Running LLMs locally using Ollama
Overview
I typically use the free versions of ChatGPT / Claude on a day to day basis as an assistant. However, on many ocassions, I have run against the usage limits. Another thing that sometimes bothers me is that my entire chat history is available to these platform. So from a privacy standpoint, its a compromise you have to make.
To get around these, I tried out Ollama to run models locally.
How We Used AI
Follow instructions on their website as to how to install it. Once installed, you have to choose a model to run locally. I chose the gpt-oss:20b model.
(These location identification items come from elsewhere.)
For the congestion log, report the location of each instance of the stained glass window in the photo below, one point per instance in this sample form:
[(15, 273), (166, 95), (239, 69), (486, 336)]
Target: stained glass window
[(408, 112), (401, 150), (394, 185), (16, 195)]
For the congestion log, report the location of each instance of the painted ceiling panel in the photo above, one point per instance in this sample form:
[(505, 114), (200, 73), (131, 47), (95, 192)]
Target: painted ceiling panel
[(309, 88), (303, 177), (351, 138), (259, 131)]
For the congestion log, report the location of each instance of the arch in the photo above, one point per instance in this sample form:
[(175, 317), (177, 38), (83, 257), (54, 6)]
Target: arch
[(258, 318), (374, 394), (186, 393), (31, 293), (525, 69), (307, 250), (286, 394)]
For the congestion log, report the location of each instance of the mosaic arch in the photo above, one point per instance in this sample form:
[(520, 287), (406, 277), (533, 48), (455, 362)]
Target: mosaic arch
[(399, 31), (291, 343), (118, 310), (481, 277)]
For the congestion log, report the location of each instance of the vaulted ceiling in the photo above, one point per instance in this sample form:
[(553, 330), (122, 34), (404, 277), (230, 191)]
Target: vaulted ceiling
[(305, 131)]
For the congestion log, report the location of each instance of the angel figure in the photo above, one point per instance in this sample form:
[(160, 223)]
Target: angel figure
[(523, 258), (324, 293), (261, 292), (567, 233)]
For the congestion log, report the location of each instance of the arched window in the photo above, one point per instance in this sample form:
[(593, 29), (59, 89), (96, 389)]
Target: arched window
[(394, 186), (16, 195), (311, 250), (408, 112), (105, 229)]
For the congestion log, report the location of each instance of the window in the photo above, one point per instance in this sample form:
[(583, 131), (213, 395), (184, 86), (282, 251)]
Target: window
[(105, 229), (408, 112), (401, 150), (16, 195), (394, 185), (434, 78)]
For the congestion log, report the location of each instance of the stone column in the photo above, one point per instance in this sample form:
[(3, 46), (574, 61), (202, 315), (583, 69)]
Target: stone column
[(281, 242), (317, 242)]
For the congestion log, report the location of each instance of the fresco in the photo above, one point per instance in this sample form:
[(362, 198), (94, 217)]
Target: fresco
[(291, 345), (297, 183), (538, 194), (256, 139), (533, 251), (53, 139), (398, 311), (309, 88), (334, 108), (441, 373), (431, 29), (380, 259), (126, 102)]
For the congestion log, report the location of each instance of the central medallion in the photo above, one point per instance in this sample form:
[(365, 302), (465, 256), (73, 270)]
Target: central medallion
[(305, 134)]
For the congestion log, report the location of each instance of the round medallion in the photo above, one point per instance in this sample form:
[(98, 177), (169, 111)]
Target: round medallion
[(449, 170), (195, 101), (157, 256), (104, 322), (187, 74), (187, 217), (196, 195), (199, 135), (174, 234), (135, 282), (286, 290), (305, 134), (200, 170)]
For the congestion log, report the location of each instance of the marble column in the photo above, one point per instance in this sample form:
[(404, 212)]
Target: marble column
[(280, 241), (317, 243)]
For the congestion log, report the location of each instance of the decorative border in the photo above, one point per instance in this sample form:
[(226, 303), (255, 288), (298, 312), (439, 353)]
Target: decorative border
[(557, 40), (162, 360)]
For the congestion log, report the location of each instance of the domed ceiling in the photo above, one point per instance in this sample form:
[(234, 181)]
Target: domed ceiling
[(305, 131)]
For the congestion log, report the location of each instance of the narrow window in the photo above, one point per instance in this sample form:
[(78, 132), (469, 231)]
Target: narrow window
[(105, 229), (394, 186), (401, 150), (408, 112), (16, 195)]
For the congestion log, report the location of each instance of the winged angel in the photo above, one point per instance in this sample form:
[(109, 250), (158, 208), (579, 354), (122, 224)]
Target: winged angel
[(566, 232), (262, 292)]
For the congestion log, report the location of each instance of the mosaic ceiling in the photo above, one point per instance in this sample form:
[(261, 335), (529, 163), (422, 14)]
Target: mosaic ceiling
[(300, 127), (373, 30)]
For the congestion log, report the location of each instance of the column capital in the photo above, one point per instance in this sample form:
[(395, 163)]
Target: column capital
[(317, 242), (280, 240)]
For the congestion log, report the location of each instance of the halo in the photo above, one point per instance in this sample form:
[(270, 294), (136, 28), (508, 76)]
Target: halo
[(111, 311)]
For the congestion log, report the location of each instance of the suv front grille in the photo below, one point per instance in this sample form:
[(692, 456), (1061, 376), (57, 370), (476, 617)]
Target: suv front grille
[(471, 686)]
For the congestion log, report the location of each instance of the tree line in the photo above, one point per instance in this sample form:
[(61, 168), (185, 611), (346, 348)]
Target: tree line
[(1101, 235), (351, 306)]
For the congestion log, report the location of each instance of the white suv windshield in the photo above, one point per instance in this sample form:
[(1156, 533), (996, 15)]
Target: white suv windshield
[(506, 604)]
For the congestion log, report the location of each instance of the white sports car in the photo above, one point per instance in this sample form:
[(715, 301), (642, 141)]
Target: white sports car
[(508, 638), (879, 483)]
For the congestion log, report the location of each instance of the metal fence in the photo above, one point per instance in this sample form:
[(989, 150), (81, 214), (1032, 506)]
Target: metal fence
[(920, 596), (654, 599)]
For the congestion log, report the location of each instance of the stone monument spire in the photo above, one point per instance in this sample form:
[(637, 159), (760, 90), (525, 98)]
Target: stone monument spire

Once done, you now have a LLM working 100% locally.

You can turn the privacy settings on such that it does not connect to the internet at all.

Key Takeaways
- It’s just as easy to use Ollama as ChatGPT, Claude etc
- When the model is loaded it consumes some memory. You can see details via the
ollama pscommand. But then after a few minutes it gets offloaded. - You don’t have to worry about usage limits
- Secure and private as data does not leave your computer
- The default context length is a bit small (at 4K), but you can increase it at the expense of using more memory
- There are a variety of models you can download for different use cases. Obviously you get only the open source ones or the ones you have the rights to use locally.
Conclusion
It’s a great way to have an LLM at your fingertips in an unlimited manner. This should be able to solve a lot of the simpler queries I have.